Except for the Newton model, the empirical models fit the experimental data well. However, they lack physical meaning, and they have no predictive or explanatory power. Unlike the physical models, these models cannot fit the drying rate j.

Although the shrinking-core model shows weaker fitting results, it has only two fitted parameters. This is a significant advantage compared to the cooking model, which has six fitted parameters.

It is important to note that both physical models underwent a stringent fitting procedure. Only one set of parameters was adjusted to fit all experimental conditions. Moreover, the experimental data used for the fitting procedure consisted of the drying rate values j, to ensure that all the drying mechanisms were well captured. Even though fitting on X would have yielded better results, some physical phenomena, such as the distinct drying periods, are less pronounced in this data. This is why it was chosen to fit on j. Even with this strict fitting procedure, the physical models can compete with the results of the empirical models (Table 4).

Shrinkage is not taken into account in either of the models. Regarding experimental results, it would be a considerable improvement to take it into account for simulations.

5. Conclusions

In this study, the convective drying behavior of tofu samples was investigated across a range of drying temperatures (40–90 °C), using both an oven and a tunnel dryer. Experimental analysis of the tofu-drying process showed that it can be described as a sequence of different mechanisms (drying phases I and II separated by $X_{crit}=2.56$   ${\mathrm{kg}}_{\mathrm{W}}/{\mathrm{kg}}_{\mathrm{DS}}$). These mechanisms are consistent across all studied temperatures, with higher temperatures resulting in faster drying.
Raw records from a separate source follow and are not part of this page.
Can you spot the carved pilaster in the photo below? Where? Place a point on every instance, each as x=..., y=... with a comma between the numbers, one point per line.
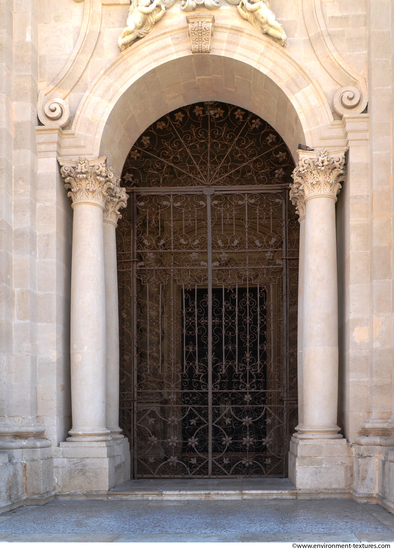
x=200, y=32
x=319, y=175
x=117, y=199
x=297, y=197
x=88, y=180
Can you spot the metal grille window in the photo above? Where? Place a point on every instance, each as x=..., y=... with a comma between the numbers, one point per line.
x=207, y=254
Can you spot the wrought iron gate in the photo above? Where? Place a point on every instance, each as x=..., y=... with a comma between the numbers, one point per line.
x=208, y=290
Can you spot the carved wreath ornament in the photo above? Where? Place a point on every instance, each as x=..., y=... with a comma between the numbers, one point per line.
x=143, y=14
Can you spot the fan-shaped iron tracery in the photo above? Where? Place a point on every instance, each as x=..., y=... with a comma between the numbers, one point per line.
x=207, y=255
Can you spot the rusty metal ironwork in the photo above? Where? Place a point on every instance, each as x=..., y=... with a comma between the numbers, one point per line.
x=207, y=259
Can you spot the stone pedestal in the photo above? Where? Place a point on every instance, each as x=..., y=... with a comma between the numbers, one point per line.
x=91, y=467
x=320, y=465
x=95, y=457
x=26, y=467
x=374, y=470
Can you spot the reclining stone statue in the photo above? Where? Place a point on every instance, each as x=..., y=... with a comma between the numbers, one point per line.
x=258, y=13
x=143, y=15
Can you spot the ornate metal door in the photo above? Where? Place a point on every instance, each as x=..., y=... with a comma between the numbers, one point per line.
x=208, y=290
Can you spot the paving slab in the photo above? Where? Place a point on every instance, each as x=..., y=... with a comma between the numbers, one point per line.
x=252, y=520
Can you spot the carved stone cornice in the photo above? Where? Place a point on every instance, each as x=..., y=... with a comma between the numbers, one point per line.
x=297, y=197
x=200, y=32
x=117, y=199
x=88, y=180
x=319, y=174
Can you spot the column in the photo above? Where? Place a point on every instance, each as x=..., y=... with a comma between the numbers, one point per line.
x=297, y=197
x=319, y=178
x=88, y=183
x=319, y=458
x=117, y=199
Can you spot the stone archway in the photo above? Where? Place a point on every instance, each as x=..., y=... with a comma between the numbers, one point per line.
x=134, y=90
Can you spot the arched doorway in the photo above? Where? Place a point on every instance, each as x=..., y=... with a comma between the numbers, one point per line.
x=207, y=267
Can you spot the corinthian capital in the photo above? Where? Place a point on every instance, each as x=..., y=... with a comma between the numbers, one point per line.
x=117, y=199
x=319, y=174
x=88, y=180
x=297, y=197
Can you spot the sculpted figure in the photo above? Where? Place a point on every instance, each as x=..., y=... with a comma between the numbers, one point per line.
x=143, y=14
x=258, y=13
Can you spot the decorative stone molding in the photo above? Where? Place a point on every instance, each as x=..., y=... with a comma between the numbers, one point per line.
x=297, y=197
x=144, y=14
x=117, y=199
x=200, y=32
x=349, y=100
x=352, y=97
x=191, y=5
x=53, y=109
x=88, y=180
x=319, y=175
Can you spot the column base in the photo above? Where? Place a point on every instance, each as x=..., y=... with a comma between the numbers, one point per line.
x=320, y=464
x=26, y=472
x=91, y=466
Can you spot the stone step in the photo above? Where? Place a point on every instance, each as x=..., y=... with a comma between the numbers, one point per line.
x=204, y=489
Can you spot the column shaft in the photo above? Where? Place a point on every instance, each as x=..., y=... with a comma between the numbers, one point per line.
x=300, y=370
x=320, y=320
x=111, y=295
x=88, y=325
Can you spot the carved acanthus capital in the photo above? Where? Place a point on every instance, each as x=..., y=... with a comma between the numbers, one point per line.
x=88, y=180
x=200, y=32
x=297, y=197
x=117, y=199
x=321, y=174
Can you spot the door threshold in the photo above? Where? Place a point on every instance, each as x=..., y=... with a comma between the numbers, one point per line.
x=204, y=489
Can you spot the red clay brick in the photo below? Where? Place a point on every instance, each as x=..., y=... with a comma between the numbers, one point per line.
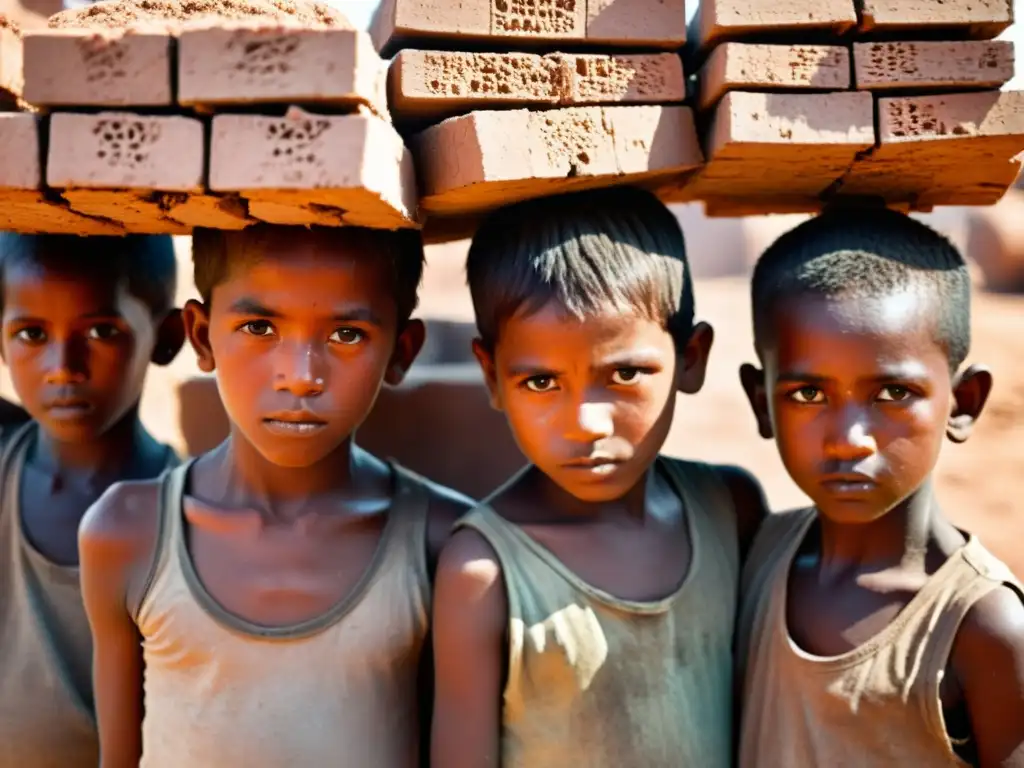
x=11, y=81
x=756, y=67
x=256, y=62
x=487, y=159
x=123, y=151
x=643, y=24
x=737, y=19
x=778, y=153
x=922, y=66
x=434, y=84
x=307, y=168
x=625, y=22
x=23, y=206
x=957, y=148
x=981, y=19
x=97, y=68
Drying further, a second threshold could be defined at $X=1.39$   ${\mathrm{kg}}_{\mathrm{W}}/{\mathrm{kg}}_{\mathrm{DS}}$, based on product shrinkage. Until that point, the shrinkage mechanisms were not temperature-dependent. However, once this threshold was reached, shrinkage became temperature-dependent and was more significant for lower drying temperatures (Figure 5). Similar observations were made for non-enzymatic browning at a very similar threshold (Figure 6).

It can be concluded that a faster drying process will reduce physical alterations of the product if the desired final water content is below $X=1.39$   ${\mathrm{kg}}_{\mathrm{W}}/{\mathrm{kg}}_{\mathrm{DS}}$. Therefore, higher drying temperatures should be prioritized to avoid these alterations.

Six models were assessed against the experimental data. The Newton model failed to adequately represent the drying behavior of tofu. The Logarithmic, Henderson–Pabis, and Page models showed good fitting results but lack physical validity. In contrast, both the shrinking core and the cooking models showed good capacity to predict the drying rate, while capturing the physical mechanisms occurring during the drying process. While the shrinking-core model requires separate fits for each experimental condition to properly capture the drying processes, it remains useful due to its simplicity, as it relies on only two fitting parameters. The newly developed cooking model delivered more accurate predictions (${\mathrm{R}}^2=0.9678$). It successfully captured the various drying periods without segmenting the process into distinct rate expressions. This offers a more comprehensive and adaptable approach despite its reliance on six adjustable parameters.

Future research should evaluate the accuracy of the cooking model for larger-scale drying processes. Additionally, since the model was accurate for oven-drying processes, it should be tested at higher temperatures to replicate cooking conditions. Taking physical variations, especially shrinkage, into account would also be a considerable improvement. Further study of the nutritional and structural changes in tofu during drying is also required.